Aside from working for a local craft brewery? I wanted to pursue my passion for food/cooking/baking. Having worked in many retail and customer service positions, I felt kind of burned out. As much as I enjoy interacting with the general public, I'm most happy in an environment where I am creating something for people to enjoy.
Once the opportunity came for me to pursue a passion of mine, I had to go gung-ho to work here, regardless of where I start, my goals were clear. Find a place within the brewery/restaurant where I am most useful and can truly grow. I've never felt more at home. Like they say, "Onward and upward"
What previous experience did you have in baking?
Funny enough, I spent a year working for a ShopRite bakery (of all places, hah). Started out as just a basic packager and closer. Eventually, I was asked if I would like to train as the store baker after the baker at the time decided to move on. I love trying new things, so I went for it. Picked it up pretty quick too, felt natural.
On a daily basis, I mixed 50lbs of Muffins, 25lbs of brownies, 10lbs of scones and way too many lbs of bread (French, Italian, Baguettes).
What was the initial process for dialing in the pretzel recipe?
A lot of the genius behind the recipe and execution is thanks to our Sous Chef Christine. I had expressed an interest in doing more than dishwashing and had explained my prior ( though not incredibly extensive ) experience as a baker would be relevant.

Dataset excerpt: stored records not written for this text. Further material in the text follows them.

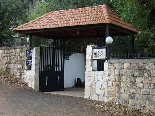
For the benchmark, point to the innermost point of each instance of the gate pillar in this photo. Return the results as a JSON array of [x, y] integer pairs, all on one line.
[[96, 82]]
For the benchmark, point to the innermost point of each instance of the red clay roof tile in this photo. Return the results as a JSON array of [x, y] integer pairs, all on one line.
[[74, 17]]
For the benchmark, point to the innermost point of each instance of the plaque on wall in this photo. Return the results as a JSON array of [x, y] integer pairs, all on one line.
[[99, 53]]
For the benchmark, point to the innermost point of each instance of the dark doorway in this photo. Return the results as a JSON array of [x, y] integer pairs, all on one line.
[[51, 77]]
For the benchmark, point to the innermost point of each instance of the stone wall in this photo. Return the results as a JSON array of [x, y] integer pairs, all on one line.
[[13, 61], [130, 82]]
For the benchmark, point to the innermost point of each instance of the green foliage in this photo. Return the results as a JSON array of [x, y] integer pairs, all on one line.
[[11, 13], [140, 14]]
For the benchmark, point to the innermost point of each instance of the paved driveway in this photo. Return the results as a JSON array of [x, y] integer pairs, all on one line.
[[17, 101]]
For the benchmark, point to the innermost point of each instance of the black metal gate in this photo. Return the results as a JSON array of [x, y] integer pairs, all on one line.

So, Christine took me away from dishes for about a week and a half to train me on the process and techniques of making Soft Baked Beer Pretzels ( I had to contain my excitement at first). The first few days, were pretty rocky on my part. Had difficulty with shaping and rolling the dough without it breaking or tearing.

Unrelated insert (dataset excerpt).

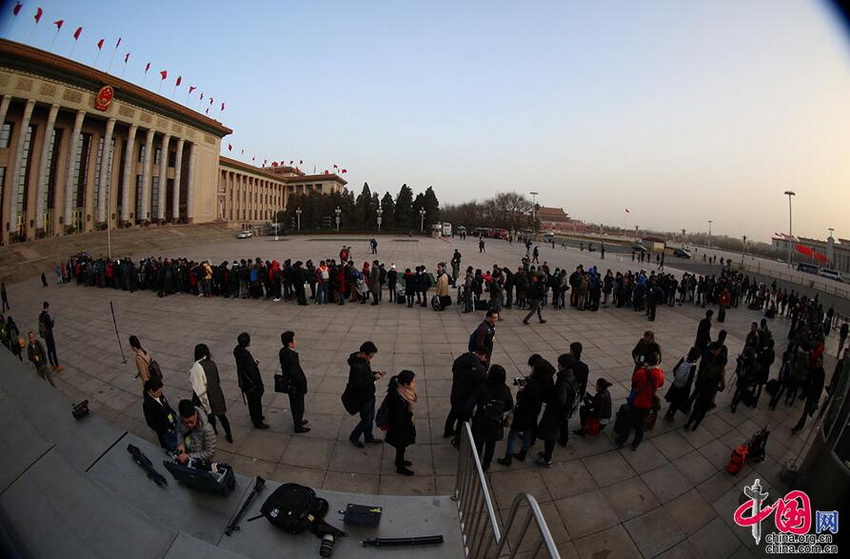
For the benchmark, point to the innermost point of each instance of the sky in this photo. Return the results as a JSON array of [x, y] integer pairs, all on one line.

By the 4th day, the pretzels came out of the oven looking picture perfect. Not too long after that testing week, I was officially switched over to a bakers' schedule. ( couldn't be more proud of myself )
Briefly explain your process from start to finish.

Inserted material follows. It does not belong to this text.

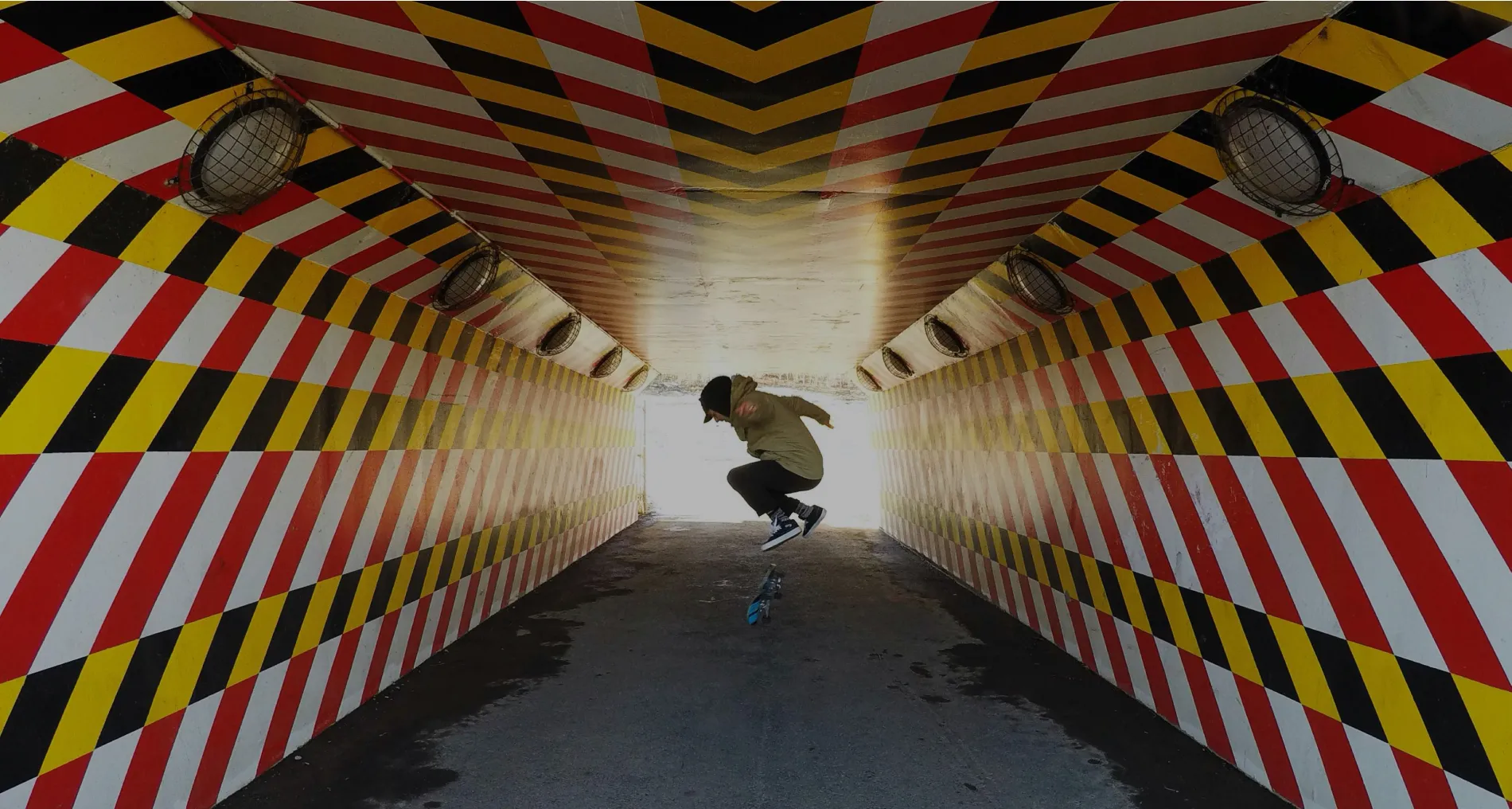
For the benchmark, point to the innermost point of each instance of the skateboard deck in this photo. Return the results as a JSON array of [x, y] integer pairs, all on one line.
[[770, 588]]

Once the amount of dough is decided on for the day, I move onto getting the ingredients together for mixing. Letting the yeast do its' science thing while I get the flour ready. Part of the mixing process for the dough is incorporating Delaware Rye-Sing, where that unique flavor stems from.
Once done, the dough is covered and set aside to proof to about double its' size. From then on, it's the fun part of weighing out individual pretzel portions and forming them out into shape, briefly dipping them in a water and baking soda mixture (that's where the dough is given its' pretzel exterior) and giving them their finishing touches of our not so normal egg wash and a sprinkle of pretzel salt before they are baked off and ready to serve.
My main goal with our pretzels is to have a good textured exterior while maintaining a soft and doughy interior. ( Who doesn't love that, seriously!?)
Why do you only make a fixed number of pretzels each day?
The deciding factor is based on our average sales for that specific day of the week. Sometimes if we've been busier than the norm, I'll make more to make up for it.
Freshness and waste are the other factors. So many establishments have incredible amounts of food waste. We're well aware of that and have made the conscious decision to only make a set number per day, further refining the freshness of our product. I would never serve something to a guest that I myself would not eat.
What do you like most about the finished product and how does it differ from other pretzels you have had?
The fact that these pretzels are so photogenic! On a serious note though, the flavor profile that our pretzels have can't be compared to. Most soft baked pretzels are somewhat dry on the insides, but most of us overlook that fact because we love the saltiness and crispy textures.
I can have one every day ( How else would I test them? Hah. ) And my taste buds still rejoice in glee when I bite into them, Though my favorite way to have them is to rip them apart just to see the gluten strands in the bread slowly tear apart before I dip it into our beer cheese.